Now that you have a greater understanding of why your symptoms worsen in the summer, let’s go over some tips and tricks for minimizing the chance of developing a summer migraine:

1. Keep sleep patterns steady

In summer, you might rise earlier, go to sleep later, or even take a midday siesta. It feels so relaxing — but erratic sleep patterns can trigger a migraine attack. Try to stick to a regular bedtime and get up at the same hour each morning. If you’re not sleeping well, avoid too much artificial light in the evening, and keep your bedroom cool and dark.

2. Stay hydrated

There’s a clearly defined connection between dehydration and migraine attacks — and drinking extra water may reduce the frequency of attacks. In one study, a group of people with migraine were told to drink six extra cups of water per day. While they averaged only four extra cups, those participants reported 21 fewer hours of pain in a two-week period, compared to the control group.

3. Beat the heat

A study published in Neurology found a definite connection between summer heat and migraines: a 9-degree (Fahrenheit) increase in temperature correlated with a 7.5 percent increase in the likelihood of a serious migraine attack. To prevent migraines, it’s best to avoid the hottest part of the day, seek out cooler spaces and (again) drink lots of water. Rather than planning a long run or game of tennis in the middle of the day, try to plan these activities near sunrise or sunset to limit the stress put on your body. Before you agree to do any physical activity outdoors, check a weather app and a digital barometer. 

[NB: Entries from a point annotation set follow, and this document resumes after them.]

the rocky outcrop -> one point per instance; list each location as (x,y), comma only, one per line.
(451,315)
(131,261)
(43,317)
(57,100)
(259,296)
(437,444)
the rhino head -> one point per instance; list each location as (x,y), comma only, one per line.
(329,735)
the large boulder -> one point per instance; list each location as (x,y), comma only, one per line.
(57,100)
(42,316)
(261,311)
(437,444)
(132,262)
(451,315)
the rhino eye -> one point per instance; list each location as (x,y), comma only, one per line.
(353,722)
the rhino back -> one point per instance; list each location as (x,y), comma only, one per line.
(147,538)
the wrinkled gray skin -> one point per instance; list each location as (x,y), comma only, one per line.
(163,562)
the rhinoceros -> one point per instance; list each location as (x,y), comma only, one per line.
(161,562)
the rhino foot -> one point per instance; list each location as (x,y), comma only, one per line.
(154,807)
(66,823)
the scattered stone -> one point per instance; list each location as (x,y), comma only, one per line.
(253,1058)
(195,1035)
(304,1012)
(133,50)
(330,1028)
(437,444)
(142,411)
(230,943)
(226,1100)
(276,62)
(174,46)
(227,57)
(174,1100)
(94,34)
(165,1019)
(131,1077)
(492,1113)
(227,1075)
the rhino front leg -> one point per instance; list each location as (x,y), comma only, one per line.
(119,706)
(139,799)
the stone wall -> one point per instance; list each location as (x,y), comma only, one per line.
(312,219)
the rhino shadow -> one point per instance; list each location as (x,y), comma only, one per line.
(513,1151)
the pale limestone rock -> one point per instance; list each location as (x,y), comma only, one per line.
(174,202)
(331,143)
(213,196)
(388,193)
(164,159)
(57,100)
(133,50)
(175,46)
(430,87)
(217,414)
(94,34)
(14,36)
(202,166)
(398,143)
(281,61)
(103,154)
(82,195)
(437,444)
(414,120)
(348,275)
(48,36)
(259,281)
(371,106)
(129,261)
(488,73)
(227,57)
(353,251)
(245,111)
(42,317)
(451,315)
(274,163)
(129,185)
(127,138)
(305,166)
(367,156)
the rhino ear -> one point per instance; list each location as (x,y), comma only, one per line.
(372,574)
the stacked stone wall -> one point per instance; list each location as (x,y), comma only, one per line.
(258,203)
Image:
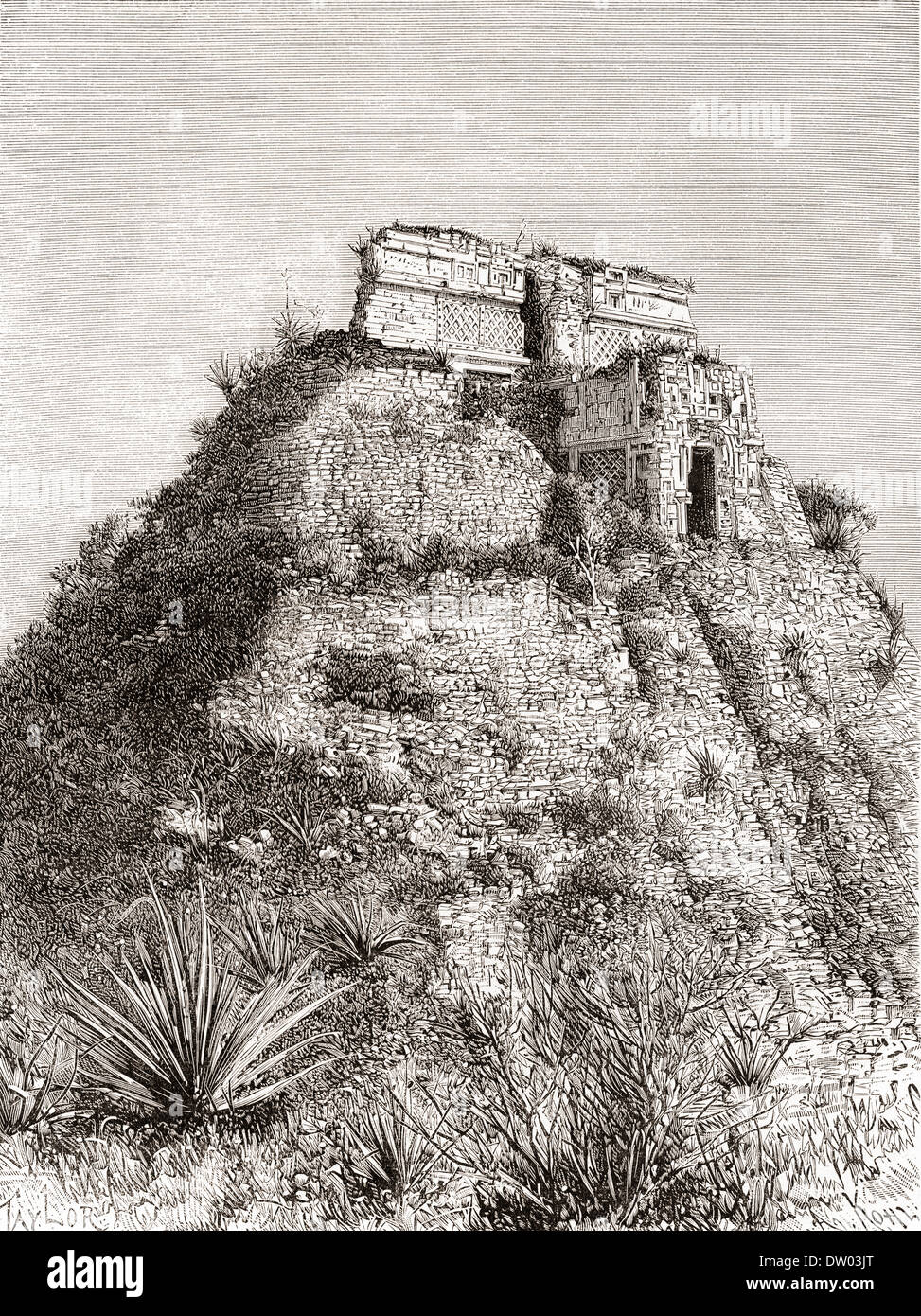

4. Monitor your stress levels

Have you ever experienced a “let-down migraine”? These attacks follow a period of stress or anxiety in life. Shortly after the stress eases, a migraine attack ensues. The only good thing about let-down migraines is that they can be predicted, which means you can plan around them. Your contingency plan for stress-induced migraines might include taking paid time off, lining up additional childcare, or simply practicing stress-reducing techniques. If you’re planning a big summer vacation, try not to schedule it immediately after a big project wraps up — or, if you must, then build in a buffer of a few days to let your body and brain decompress.

5. Maintain your migraine prevention practice

Schedules have a way of fraying in the summer. Just remember that the migraine brain thrives on routine! Practice headache hygiene every week: moderate exercise, regular mealtimes, and predictable sleep.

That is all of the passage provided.